Multi-asset outlook Part 3 - Digital Assets 2026: Substance beats speculation in digital assets
- Demand for Bitcoin as a store of value is likely to remain high
- Projects with relevance to the real economy are particularly interesting
- Bitcoin miners benefit from regulatory tailwinds and high margins
Digital assets made a relevant contribution to returns in the multi-asset context in 2025 and, according to FERI, should remain an integral part of asset allocation in 2026 due to their attractive return and diversification potential.
In the first three quarters of 2025, the price of Bitcoin showed comparatively low volatility. “This is typical for an asset that is gaining market maturity and market capitalization,” explains Rico Höntschel, Managing Director, Volatility Strategies & Digital Assets at FERI. "As adoption increases, market liquidity improves, which tends to lead to lower volatility. Scarcity remains the central value proposition."
As in 2025, Höntschel believes that so-called digital asset treasuries (DATs) could also play a relevant role in the digital asset market in the coming year. These are companies that refinance in fiat currencies in order to hold digital assets on their balance sheets.1 The focus continues to be on Bitcoin-based treasury models, but at the same time, structures based on other digital assets such as Ethereum or Solana are increasingly emerging. “Overall, Bitcoin continues to be perceived by many market participants as a modern store of value, and demand from Bitcoin DATs could continue into 2026,” says Höntschel.
Among the major altcoins, Ethereum was one of the strongest performers in 2025. Technological advances, structurally scarce supply, and increasing institutional inflows consolidated the network's market position. “For 2026, it appears that substance will become more important than short-term trends,” Höntschel expects. In his view, projects that combine technological efficiency with real-world use cases – such as tokenization, stablecoin payments, or blockchain-based revenue models in the decentralized finance sector – are particularly successful. “Providers with proven economic relevance and a stable user base can further expand their market position, while purely speculative altcoins are losing importance.”
Stablecoins have seen strong growth. “Almost all major banks are now involved in the tokenization of fiat money,” says Höntschel. The increased transaction volume proves the growing use beyond speculative activities.

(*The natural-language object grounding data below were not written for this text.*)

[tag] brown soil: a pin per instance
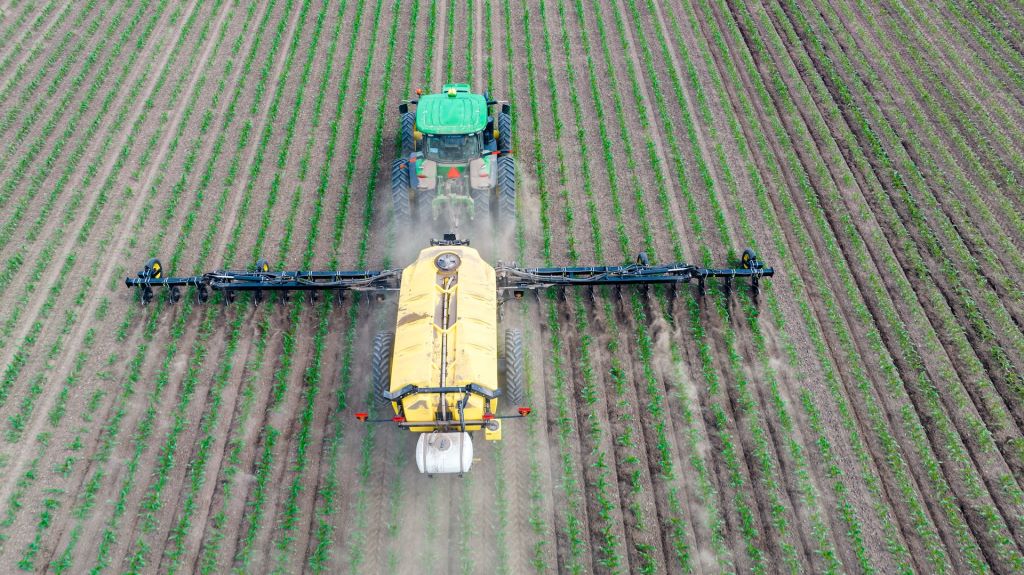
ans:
(845, 250)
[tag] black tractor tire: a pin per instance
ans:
(506, 190)
(399, 194)
(515, 369)
(383, 344)
(481, 206)
(504, 131)
(407, 131)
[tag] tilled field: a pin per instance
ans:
(863, 413)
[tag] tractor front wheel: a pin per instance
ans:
(408, 134)
(514, 367)
(383, 344)
(399, 194)
(506, 189)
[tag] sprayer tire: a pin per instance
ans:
(514, 367)
(383, 344)
(506, 190)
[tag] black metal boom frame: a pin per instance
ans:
(509, 277)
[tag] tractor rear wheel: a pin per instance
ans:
(399, 193)
(514, 367)
(506, 189)
(383, 344)
(408, 134)
(504, 131)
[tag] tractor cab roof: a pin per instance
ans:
(455, 111)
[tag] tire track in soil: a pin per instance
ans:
(79, 333)
(307, 321)
(731, 225)
(359, 180)
(846, 377)
(207, 368)
(226, 126)
(633, 534)
(964, 209)
(988, 286)
(307, 501)
(741, 188)
(247, 237)
(977, 86)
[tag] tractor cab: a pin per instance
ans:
(456, 164)
(453, 148)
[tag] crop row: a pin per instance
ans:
(114, 427)
(946, 440)
(785, 418)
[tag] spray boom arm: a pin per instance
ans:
(509, 277)
(517, 279)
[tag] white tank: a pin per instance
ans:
(443, 452)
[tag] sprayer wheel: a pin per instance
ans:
(383, 344)
(514, 367)
(504, 131)
(408, 134)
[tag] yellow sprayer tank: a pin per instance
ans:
(446, 337)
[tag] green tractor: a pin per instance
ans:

Further potential for Bitcoin miners
In the second half of the year, the narrative of Bitcoin miners as favorably priced data centers for high-performance computing (HPC) gained traction and drove prices up significantly. “Companies benefited from increasing computing power, new revenue streams from AI applications, and broader recognition as providers of digital infrastructure,” says Höntschel. This trend could continue in 2026: “Bitcoin miners and related companies in the areas of HPC, data centers, and token ecosystems are increasingly being viewed as part of the strategic digital infrastructure and could benefit from economies of scale and additional sources of revenue, depending on the regulatory environment.”